Here is a picture of coasters we did for a project a few weeks ago for a monthly subscription box called Bonding Bees. We designed the image, cut the stamp on the GF, and hand inked well over 2,000 coasters. With out our GF, we would not have been a part of the project…so, thanks GF!!
Thanks! Tried similar settings before you got back to me but they were close to yours. Worked like a charm!
So was this the material you got from Amazon?
What did you use for ink? Did you use a stamp pad or did you use a brayer roller? I’m looking to make some coasters for a wedding.
Sorry for the delay in getting back with the info. It’s been busy weekend.
Here is a link to the rubber sheets we got on Amazon: Gray Laserable Rubber.

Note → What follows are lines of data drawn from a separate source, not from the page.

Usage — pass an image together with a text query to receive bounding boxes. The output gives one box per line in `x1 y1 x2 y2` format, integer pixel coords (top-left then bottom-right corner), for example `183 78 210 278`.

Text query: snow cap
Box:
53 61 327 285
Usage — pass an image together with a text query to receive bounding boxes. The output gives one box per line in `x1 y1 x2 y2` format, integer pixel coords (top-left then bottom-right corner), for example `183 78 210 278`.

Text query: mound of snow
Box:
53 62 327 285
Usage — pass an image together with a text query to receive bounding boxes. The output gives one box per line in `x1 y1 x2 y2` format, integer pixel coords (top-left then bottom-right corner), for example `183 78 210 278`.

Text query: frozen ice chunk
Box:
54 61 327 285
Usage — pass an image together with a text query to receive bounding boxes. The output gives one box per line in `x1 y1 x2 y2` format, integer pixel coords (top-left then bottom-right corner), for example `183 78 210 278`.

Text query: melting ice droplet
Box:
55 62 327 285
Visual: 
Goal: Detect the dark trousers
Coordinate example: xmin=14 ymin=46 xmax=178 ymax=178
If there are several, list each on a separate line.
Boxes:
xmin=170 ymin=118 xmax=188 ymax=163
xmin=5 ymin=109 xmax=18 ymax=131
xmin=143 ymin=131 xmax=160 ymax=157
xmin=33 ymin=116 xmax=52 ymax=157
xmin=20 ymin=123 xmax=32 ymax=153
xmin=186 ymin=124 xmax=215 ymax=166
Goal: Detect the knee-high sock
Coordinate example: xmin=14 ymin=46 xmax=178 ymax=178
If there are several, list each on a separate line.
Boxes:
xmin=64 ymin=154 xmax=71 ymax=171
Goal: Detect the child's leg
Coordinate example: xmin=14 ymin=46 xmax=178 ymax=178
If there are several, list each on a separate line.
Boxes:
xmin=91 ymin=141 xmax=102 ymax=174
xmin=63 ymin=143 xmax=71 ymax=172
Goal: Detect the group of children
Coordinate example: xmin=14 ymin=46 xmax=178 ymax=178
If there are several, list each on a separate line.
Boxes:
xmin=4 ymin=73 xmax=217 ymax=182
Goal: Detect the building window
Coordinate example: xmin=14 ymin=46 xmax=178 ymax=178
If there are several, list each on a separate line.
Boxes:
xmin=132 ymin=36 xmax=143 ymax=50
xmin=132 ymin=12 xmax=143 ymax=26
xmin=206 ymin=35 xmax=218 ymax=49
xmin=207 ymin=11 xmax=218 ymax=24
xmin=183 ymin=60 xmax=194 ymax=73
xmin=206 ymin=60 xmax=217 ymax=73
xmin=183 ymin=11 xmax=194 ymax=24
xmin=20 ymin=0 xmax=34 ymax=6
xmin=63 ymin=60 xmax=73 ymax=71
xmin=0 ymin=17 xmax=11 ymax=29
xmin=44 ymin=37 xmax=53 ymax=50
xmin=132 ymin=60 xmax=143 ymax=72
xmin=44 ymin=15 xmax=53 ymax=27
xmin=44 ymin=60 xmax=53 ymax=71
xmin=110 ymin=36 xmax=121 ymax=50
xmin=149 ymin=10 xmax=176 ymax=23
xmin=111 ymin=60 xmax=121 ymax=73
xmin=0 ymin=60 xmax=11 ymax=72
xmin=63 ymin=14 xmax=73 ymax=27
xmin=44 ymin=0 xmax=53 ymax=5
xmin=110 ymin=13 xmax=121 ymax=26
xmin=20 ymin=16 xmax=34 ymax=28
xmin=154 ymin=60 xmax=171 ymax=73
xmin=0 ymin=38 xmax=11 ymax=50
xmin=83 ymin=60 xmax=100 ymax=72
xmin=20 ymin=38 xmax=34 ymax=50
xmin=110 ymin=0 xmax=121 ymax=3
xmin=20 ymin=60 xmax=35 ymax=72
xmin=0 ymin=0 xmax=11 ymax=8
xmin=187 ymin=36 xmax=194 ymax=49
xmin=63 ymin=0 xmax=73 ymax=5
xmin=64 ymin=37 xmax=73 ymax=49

As for the ink, we have found several standard ink pads that work well. Most of them can be found at JoAnn’s or Hobby Lobby in their ink stamp section. A few brands we use are:
StazOn (dries VERY quickly and sticks to everything including leather. Can be found in a lot of colors).
VersaFine (Drys slower than StazOn, but is very forgiving and very consistent).
Ranger Archival Ink is another one that drys quickly, but the stamp pad makes it difficult to get an even coating on the stamp. Not my top choice.
All of the inks above are water proof/resistant once dry.
Thank you for the information.
I just tried out these settings and got a nice engrave, thanks. Need to play with cut settings another night.
I haven’t used the stamp yet, the glue is drying, but it doesn’t seem like I needed to beef up the lines with the outer gradient. I’ll find out soon.
I tried a couple of glues to stick the stamp to a block, but the thin rubber edges really want to curl up. My test stamp is clamped all the way around with chip clips and binder clips… I think I need to find a good double-sided tape for this job.
I have had great success with just using off the shelf double sided tape to stick the rubber to whatever block I am using.
As you start stamping, you might find it difficult to line up your stamp with the exactly where you want it on the coaster. Especially on larger coasters. To help with this, we found that clear, large stamp blocks work great. We have used this one before - Inkadinkado Clear Stamp Block. Amazon has them and so do Hobby Lobby and JoAnn’s.
Trace your coaster onto the clear stamp block with a Sharpie, position your new stamp based on the trace, and then you can see through the block to align everything when you go to ink. The Sharpie and double sided tape can be scrubbed off later with warm soapy water when you are done with the project.
For smaller stamps, a wood block works just fine.
Those look good. You could probably make your own clear stamp blocks with clear acrylic, too.
Oo, forgot to ask before I cut - do you have the 40w or the 45w?